Ministra pytana o odwołanie prof. Krzysztofa Ruchniewicza z funkcji prezesa Instytutu Pileckiego podkreśliła, że decyzje podejmuje „na podstawie analiz i danych”. „Żeby je zebrać w sposób właściwy i pełny, potrzebowałam czasu. (…) Informacje, które dotarły do mnie z mediów, wymagały właściwej weryfikacji.” - dodała.
Dopytywana, co będzie dalej z kierownictwem Oddziału Berlińskiego IP, które chciał zwolnić dyrektor Ruchniewicz wyjaśniła, że decyzja należy do nowego dyrektora Instytutu Pileckiego, Karola Madaja.
„Dyrektorzy instytucji kultury są niezależni w prowadzeniu swoich placówek. Nie wyobrażam sobie sytuacji, w której do takiego dyrektora przychodzi minister i mówi «masz to zrobić»” – zaznaczyła Cienkowska.
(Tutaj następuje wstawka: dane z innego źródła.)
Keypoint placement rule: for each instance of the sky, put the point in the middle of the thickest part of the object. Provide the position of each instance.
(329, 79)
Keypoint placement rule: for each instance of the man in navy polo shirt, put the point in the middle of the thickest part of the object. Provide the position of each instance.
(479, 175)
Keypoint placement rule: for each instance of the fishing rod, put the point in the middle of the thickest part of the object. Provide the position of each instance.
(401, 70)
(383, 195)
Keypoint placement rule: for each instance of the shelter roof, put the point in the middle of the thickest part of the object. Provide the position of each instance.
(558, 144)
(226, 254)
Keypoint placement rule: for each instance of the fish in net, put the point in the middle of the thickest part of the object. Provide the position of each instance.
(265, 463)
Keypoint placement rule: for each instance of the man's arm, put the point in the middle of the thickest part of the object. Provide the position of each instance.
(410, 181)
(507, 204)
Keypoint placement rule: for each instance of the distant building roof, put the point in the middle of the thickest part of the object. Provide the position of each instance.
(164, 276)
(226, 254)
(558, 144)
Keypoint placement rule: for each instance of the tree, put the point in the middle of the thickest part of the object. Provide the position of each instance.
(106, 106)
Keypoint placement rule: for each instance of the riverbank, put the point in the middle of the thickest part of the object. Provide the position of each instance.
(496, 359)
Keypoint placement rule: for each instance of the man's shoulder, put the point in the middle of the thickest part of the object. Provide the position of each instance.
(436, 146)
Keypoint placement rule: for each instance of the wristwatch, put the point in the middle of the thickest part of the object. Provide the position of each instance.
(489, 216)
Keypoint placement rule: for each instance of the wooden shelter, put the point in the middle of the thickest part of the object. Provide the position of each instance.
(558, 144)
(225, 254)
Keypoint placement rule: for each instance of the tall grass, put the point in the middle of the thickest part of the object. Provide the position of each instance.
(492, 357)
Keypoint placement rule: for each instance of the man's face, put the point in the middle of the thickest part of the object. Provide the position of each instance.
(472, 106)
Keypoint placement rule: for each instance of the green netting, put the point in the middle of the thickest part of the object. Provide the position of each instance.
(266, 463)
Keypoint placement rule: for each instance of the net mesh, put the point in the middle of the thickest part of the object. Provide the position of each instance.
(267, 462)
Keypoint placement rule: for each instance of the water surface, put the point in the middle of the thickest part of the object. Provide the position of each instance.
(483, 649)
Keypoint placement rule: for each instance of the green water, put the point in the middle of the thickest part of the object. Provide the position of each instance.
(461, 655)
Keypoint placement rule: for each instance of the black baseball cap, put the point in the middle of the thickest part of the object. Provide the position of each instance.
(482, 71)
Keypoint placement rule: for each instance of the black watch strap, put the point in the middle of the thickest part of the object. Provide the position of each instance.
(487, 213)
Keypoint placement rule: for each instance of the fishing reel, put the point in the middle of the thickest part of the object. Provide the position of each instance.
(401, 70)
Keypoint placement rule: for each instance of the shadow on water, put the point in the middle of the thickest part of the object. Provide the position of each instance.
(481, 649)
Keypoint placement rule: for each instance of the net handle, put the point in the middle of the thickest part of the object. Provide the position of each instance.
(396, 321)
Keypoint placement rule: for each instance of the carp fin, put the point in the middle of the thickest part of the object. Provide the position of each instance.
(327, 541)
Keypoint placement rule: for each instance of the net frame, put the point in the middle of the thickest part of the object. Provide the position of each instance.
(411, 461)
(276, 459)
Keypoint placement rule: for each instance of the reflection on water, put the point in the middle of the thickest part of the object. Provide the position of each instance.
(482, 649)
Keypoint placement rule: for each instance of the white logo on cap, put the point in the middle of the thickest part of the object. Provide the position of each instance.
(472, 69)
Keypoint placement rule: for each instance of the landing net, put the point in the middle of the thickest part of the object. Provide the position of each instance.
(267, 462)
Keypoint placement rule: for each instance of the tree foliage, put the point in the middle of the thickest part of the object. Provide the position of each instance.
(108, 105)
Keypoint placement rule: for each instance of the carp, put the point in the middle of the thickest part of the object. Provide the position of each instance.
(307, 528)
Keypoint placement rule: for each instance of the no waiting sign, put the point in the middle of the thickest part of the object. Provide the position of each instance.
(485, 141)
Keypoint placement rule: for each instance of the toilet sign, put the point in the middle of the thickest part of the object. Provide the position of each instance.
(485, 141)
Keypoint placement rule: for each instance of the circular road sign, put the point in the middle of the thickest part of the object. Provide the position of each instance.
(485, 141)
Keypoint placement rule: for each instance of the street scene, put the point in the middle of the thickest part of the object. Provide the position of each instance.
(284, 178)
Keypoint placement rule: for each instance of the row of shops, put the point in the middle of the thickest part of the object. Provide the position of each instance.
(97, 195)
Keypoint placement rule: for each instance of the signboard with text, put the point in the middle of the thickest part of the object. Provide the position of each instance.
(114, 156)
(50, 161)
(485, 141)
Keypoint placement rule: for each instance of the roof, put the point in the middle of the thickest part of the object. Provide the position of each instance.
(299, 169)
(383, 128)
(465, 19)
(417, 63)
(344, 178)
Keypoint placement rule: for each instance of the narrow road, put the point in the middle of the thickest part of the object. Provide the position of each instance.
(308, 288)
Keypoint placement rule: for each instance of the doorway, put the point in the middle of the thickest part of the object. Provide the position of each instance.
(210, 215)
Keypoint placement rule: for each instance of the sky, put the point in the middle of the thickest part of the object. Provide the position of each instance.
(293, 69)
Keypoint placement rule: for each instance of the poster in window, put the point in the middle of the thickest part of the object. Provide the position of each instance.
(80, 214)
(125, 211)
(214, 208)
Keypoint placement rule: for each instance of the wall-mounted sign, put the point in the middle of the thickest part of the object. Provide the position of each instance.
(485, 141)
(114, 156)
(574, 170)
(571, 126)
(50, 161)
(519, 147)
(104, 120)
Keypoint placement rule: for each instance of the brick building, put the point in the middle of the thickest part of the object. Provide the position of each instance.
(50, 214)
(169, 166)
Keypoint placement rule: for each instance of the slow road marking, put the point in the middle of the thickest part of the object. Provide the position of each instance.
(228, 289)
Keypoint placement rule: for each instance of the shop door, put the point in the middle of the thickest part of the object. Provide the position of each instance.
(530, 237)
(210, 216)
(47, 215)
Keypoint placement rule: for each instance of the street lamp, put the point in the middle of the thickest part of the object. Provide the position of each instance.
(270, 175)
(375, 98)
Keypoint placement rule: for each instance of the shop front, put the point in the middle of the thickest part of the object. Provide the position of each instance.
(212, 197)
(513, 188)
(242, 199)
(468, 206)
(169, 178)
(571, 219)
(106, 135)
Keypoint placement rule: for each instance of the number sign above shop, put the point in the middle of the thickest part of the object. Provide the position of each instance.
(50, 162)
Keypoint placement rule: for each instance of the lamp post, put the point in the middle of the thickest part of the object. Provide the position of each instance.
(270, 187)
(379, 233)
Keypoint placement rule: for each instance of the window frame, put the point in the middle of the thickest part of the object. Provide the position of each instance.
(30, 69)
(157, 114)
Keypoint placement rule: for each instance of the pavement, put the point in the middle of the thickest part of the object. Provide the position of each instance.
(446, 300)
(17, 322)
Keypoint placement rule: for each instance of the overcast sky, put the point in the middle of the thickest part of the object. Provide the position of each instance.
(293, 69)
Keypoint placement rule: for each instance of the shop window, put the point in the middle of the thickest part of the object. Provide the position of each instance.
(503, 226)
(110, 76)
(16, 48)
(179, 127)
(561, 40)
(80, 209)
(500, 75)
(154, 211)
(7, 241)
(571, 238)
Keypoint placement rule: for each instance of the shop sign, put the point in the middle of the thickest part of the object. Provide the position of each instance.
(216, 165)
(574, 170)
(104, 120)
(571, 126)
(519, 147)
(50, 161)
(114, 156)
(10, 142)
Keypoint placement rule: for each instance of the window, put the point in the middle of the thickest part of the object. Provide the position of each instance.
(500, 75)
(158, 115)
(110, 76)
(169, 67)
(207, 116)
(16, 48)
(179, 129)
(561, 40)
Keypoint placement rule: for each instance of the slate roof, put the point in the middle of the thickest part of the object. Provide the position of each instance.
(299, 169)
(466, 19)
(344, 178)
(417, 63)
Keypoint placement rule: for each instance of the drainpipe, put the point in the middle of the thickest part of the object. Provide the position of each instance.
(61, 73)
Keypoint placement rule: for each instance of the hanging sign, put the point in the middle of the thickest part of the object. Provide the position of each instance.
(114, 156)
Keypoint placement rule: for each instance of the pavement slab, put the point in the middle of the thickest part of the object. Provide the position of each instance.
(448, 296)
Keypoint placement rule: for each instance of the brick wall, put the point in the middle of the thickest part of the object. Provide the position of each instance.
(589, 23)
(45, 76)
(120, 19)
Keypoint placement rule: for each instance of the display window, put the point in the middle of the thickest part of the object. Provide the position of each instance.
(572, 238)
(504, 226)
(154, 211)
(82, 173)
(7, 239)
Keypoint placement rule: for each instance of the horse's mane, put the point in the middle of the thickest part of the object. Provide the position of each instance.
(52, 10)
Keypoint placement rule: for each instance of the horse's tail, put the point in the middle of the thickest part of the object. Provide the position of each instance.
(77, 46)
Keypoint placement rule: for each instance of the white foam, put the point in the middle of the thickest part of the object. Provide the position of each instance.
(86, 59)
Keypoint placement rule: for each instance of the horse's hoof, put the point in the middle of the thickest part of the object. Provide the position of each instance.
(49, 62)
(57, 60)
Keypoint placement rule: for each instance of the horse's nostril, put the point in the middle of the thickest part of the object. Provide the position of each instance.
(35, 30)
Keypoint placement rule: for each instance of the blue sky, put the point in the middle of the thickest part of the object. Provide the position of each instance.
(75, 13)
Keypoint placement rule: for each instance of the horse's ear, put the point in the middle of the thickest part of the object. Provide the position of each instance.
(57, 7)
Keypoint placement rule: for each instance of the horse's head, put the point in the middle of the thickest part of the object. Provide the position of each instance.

Jak tłumaczyła, Instytut Pileckiego powinien odpowiadać za politykę międzynarodową w kontekście polityki pamięci i polityki historycznej. „Ten instytut miał i nadal ma przed sobą bardzo trudną misję ukazywania prawdy i walki z dezinformacją w kontekście międzynarodowym. Potrzebujemy takich działań między innymi dlatego, że mają one realny wpływ na wizerunek naszego państwa za granicą” – wskazała ministra.
Dopytywana, co z oddziałami w Szwajcarii i Nowym Jorku, zaznaczyła, że to pytanie do nowego dyrektora, choć sama uważa, że nie wszystkie oddziały zagraniczne są nam potrzebne.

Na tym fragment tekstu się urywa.